As the saying goes, “Be the change that you want to see in the world.” First Congregational Church has a proud history of shaping the world around us and acting as an agent of change. We hosted the 1852 Albany Convention, shared our pulpit with great theologians, and even changed the course of the urban growth in the City of Albany by establishing a church in a community ignored by other denominations because it was too remote. Now our rich history is being recognized in a very public way.
In 2013, we undertook an initiative to organize our archives and develop a clearer picture of our history. With records dating back to 1850, many of the original documents in our archive were of significance on the regional and national levels. With that in mind, we began a dialogue with representatives from the State Office of Historic Preservation. Out of those discussions, we developed an application to place our church building on the New York State Register of Historic Places. After a great deal of research and fact-checking on our part, our application was discussed by the Review Board at a meeting in March. John Dennehey (Church Historian) and Rebecca Partridge (Deaconate) attended the meeting on behalf of the church to meet with officials and answer questions.
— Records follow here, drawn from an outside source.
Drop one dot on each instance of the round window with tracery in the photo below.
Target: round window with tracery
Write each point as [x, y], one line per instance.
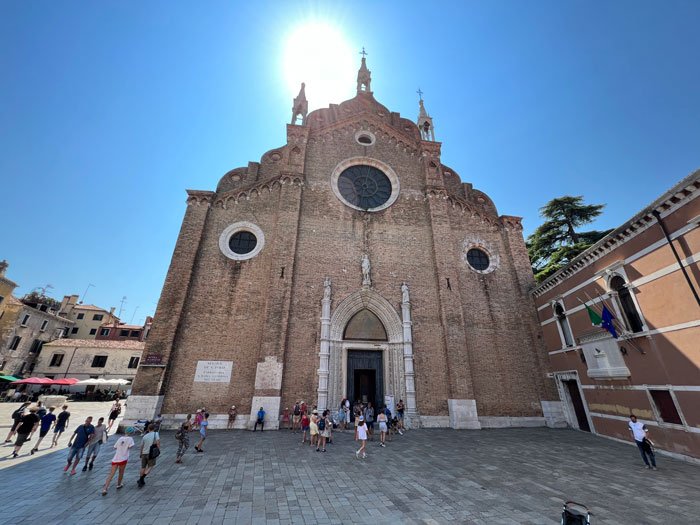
[478, 259]
[365, 186]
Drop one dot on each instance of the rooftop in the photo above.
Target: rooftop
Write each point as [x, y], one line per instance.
[97, 343]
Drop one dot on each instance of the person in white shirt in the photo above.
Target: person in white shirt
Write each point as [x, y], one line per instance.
[640, 433]
[121, 457]
[361, 435]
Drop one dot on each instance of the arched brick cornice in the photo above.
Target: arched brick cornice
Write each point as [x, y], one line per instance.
[258, 190]
[372, 301]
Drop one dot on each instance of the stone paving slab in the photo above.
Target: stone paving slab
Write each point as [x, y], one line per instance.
[500, 476]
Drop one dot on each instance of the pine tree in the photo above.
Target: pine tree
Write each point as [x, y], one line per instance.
[556, 241]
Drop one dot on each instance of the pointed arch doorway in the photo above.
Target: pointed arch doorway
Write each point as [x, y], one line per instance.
[364, 339]
[365, 368]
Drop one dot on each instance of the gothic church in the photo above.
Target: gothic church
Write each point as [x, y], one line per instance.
[348, 262]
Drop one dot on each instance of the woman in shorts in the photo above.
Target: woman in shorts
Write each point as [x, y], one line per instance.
[313, 427]
[305, 422]
[121, 457]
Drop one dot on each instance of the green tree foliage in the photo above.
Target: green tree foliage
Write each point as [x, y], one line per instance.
[557, 241]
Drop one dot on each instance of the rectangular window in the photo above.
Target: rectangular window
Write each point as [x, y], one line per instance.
[99, 361]
[666, 407]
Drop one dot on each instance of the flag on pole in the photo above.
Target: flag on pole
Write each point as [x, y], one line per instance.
[607, 320]
[596, 320]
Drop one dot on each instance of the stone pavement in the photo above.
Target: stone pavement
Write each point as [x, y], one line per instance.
[504, 476]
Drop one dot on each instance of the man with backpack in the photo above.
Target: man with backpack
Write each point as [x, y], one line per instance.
[296, 416]
[150, 450]
[16, 418]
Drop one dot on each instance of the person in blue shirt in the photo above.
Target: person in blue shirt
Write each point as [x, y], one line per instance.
[77, 443]
[260, 421]
[47, 420]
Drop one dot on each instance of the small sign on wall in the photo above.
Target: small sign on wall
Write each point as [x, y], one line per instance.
[213, 372]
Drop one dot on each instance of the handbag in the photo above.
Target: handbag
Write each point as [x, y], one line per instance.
[154, 452]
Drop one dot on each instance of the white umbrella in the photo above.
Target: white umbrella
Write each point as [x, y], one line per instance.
[102, 382]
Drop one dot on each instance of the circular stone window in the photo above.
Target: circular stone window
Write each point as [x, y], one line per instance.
[365, 184]
[478, 259]
[241, 241]
[365, 138]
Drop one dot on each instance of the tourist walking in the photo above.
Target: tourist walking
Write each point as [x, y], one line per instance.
[183, 438]
[61, 424]
[640, 434]
[26, 424]
[150, 450]
[361, 435]
[99, 437]
[369, 420]
[296, 416]
[313, 428]
[381, 419]
[305, 423]
[47, 421]
[80, 439]
[41, 412]
[232, 413]
[399, 414]
[16, 418]
[260, 420]
[324, 428]
[203, 426]
[114, 413]
[119, 461]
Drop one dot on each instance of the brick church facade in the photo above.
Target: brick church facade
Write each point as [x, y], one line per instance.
[348, 262]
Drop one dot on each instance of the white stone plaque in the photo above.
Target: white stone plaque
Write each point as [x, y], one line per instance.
[213, 372]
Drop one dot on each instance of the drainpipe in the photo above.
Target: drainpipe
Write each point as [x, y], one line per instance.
[656, 214]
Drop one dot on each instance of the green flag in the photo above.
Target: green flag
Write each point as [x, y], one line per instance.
[595, 318]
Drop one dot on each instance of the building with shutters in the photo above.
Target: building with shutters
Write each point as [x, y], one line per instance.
[352, 262]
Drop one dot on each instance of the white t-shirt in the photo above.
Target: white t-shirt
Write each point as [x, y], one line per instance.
[122, 446]
[638, 430]
[362, 432]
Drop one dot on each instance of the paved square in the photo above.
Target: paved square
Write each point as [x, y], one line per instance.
[426, 476]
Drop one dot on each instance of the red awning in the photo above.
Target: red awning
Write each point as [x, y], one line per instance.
[65, 381]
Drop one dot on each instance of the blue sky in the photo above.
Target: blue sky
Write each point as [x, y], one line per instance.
[110, 110]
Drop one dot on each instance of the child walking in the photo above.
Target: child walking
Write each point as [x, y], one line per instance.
[202, 432]
[361, 434]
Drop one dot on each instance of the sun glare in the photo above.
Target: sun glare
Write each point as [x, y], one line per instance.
[318, 54]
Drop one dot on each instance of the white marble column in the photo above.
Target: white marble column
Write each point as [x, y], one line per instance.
[324, 354]
[409, 375]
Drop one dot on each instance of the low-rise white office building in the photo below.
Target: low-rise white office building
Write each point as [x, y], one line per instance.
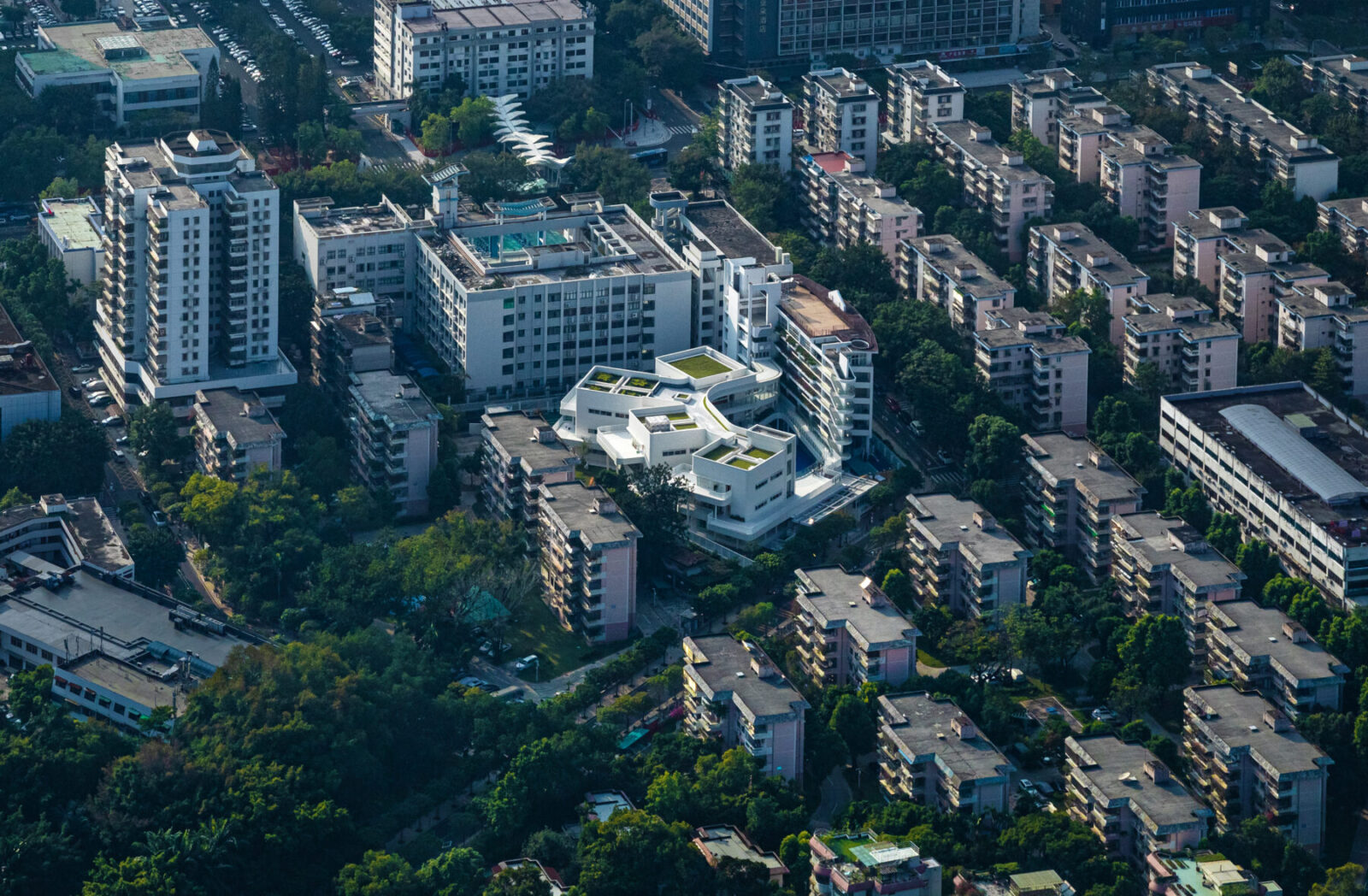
[1290, 467]
[73, 232]
[130, 73]
[496, 47]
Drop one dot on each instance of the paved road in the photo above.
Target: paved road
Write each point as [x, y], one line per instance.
[836, 795]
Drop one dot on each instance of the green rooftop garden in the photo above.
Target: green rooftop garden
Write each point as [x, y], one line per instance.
[699, 366]
[718, 453]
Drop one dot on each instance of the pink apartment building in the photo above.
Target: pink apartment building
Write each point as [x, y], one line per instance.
[735, 694]
[845, 205]
[850, 633]
[588, 561]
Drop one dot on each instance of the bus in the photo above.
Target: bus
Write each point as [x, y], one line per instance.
[652, 157]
We are pleased to announce that our application was unanimously approved in 2014. Officials remarked at the care we take in maintaining our church and praised our ongoing commitment to our history. We also learned that our application received support from Albany Mayor Kathy Sheehan, City Historian Tony Opalka, and Assemblyman John McDonald. A press announcement later made by Governor Cuomo was followed by news articles and media attention highlighting our church’s historic designation.
So now we are on the State Register of Historic Places… but what does this mean?
One of the concrete benefits (no pun intended) is that we are eligible for preservation programs that will ensure our history is accessible to future generations. We are also afforded a level of protection from demolition and projects impacting our property.
However, the most important benefit of designation is that it recognizes our contribution to local and regional history. For over 160 years, our church has provided spiritual fulfillment and outreach in our community – and our church building is the physical representation of that mission. Although 405 Quail Street was on the outskirts of the city in 1917, church leaders hired a prominent architect and used a brand-new architectural style. Our building makes a bold statement that we are committed to giving the best to the community and that we will “make a joyful noise.”
Designation ensures that our rich history is not only recognized, but that it will also be celebrated.